FIG. 1 is a cross-sectional view of an overhead transmission line 1 according to the present invention.

FIG. 2 is an enlarged view of a depression 12 in FIG.

FIG. 3 is an enlarged view of a depression 32 in a cross-sectional view of the overhead transmission line according to the first embodiment.

FIG. 4 is an enlarged view of a depression 42 in a cross-sectional view of the overhead transmission line according to the second embodiment.

FIG. 5 is a diagram illustrating a relationship between an opening angle of a high step protrusion and a reduction amount of a wind noise level.

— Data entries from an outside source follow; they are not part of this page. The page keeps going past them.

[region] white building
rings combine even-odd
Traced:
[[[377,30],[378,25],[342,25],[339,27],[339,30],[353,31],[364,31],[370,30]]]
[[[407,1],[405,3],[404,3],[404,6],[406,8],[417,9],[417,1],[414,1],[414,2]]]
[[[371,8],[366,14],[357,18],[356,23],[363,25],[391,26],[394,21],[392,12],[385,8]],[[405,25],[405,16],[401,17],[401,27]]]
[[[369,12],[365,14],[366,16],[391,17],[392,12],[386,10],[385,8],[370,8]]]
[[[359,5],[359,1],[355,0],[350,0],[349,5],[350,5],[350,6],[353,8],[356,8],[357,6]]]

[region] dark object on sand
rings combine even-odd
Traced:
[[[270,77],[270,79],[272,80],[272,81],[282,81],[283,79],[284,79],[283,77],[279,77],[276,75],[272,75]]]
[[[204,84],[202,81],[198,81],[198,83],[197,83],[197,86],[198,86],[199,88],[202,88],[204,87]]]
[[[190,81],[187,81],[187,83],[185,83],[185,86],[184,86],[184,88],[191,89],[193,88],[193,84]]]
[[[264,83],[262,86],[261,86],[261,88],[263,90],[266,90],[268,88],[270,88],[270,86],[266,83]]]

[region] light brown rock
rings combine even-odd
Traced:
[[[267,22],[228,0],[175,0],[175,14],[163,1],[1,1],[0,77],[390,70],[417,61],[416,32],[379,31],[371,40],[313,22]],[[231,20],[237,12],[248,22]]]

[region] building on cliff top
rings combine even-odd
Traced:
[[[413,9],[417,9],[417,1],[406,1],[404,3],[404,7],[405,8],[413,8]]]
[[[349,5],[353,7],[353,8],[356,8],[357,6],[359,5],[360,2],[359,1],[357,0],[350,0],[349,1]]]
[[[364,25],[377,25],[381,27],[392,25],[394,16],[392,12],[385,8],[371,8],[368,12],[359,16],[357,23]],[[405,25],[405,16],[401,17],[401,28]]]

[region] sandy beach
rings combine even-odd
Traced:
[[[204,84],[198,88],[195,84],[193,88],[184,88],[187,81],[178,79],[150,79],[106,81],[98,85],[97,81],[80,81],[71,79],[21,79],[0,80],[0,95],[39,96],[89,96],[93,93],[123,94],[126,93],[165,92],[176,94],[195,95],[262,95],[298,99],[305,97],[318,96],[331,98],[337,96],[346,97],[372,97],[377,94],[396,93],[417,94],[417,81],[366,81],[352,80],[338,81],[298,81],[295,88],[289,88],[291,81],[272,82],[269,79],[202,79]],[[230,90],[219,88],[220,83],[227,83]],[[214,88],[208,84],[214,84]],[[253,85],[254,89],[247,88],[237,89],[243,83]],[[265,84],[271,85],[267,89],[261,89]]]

FIG. 6 is a diagram illustrating a relationship between a potential gradient (Gmax) on the surface of an overhead transmission line and a corona hum sound relative level.

FIG. 7 is a diagram showing a relationship between the depth of a depression formed between the formed aluminum wires in the low step smoothing portion and the relative level of the corona hum sound.

FIG. 8 is a diagram showing a relationship between a ratio (t / H) between an opening width and a depth of a depression and an inclination angle.

FIG. 9 is a cross-sectional view of a steel core aluminum stranded wire as a conventional overhead transmission line.

FIG. 10 is a cross-sectional view of a conventional low wind noise electric wire.

[Explanation of symbols]

DESCRIPTION OF SYMBOLS 1 Overhead power transmission line 2 Steel wire 4,5,6a, 6b, 7 Formed aluminum wire (formed wire) 8 High step projection part 10 Low step smooth part 12 Depression 26,36,46 Outer end surface 27,37,47 Both sides End surfaces 28a, 28b, 38a, 38b, 48a, 48b Corners on outer peripheral surface side 49 Linear portion 50, 51 Curved portion t Opening width H Depth

 ──────────────────────────────────────────────────続 き Continuing on the front page (72) Inventor Kyoichi Suzuki 4-10-1, Kawajiri-cho, Hitachi City, Ibaraki Prefecture Inside the Toyoura Plant, Hitachi Cable Co., Ltd. (72) Inventor Hiroshi Kubokawa 5-chome, Hidaka-cho, Hitachi City, Ibaraki Prefecture No. 1-1 Hitachi Power Cable Co., Ltd. Power System Research Laboratories (72) Inventor Nobuaki Suga 4-10-1, Kawajiri-cho, Hitachi City, Ibaraki Prefecture Hitachi Cable Co., Ltd. Toyoura Plant F-term (reference) EF06

Claims (3)

[Claims] 1. A method of twisting an aluminum wire and a steel wire,
In the case of an overhead transmission line with twisted shaped strands with different heights on a part of the outermost strand and formed on the surface with a high step projection and a low step smooth part, the low step smoothing of the outermost layer of the overhead transmission line The depth H and the opening width t of the dent formed between the forming wires forming the portion are 0.7 mm ≦ H <1.5 mm, t
/ H ≧ 3, and t> 3.0 mm. 2. A cross section of a forming wire forming the low-stepped smooth portion is formed by closely contacting a smooth outer end surface forming an outer circumferential surface, an inner end surface forming an inner circumferential surface, and an adjacent forming wire. The inner peripheral surface side connecting the linear portions of the both end surfaces and the inner end surface and the linear portions of the both end surfaces are formed by forming the linear end portions having the linear portions coincident with each other in the radial direction of the electric wire. 2. The overhead transmission line according to claim 1, wherein a corner on the outer peripheral surface connecting to the outer end surface is formed in a straight line or a curved line, and a recess is formed between the corner and the adjacent outer peripheral surface. 3. A cross-section of a forming element wire forming the low-stepped smooth portion is substantially in contact with a smooth outer end surface forming an outer peripheral surface, an inner end surface forming an inner peripheral surface, and an adjacent forming element wire. The inner peripheral surface side connecting the linear portion of the both end surfaces and the inner end surface is formed in a straight line or a curved line. In addition to forming the corner on the outer peripheral surface side connecting the linear portion on both side end surfaces and the outer end surface in a straight line, forming both ends of the linear portion of the corner in a curved shape, and forming the corner on the adjacent outer peripheral surface side. The overhead transmission line according to claim 1, wherein the overhead transmission line forms a depression.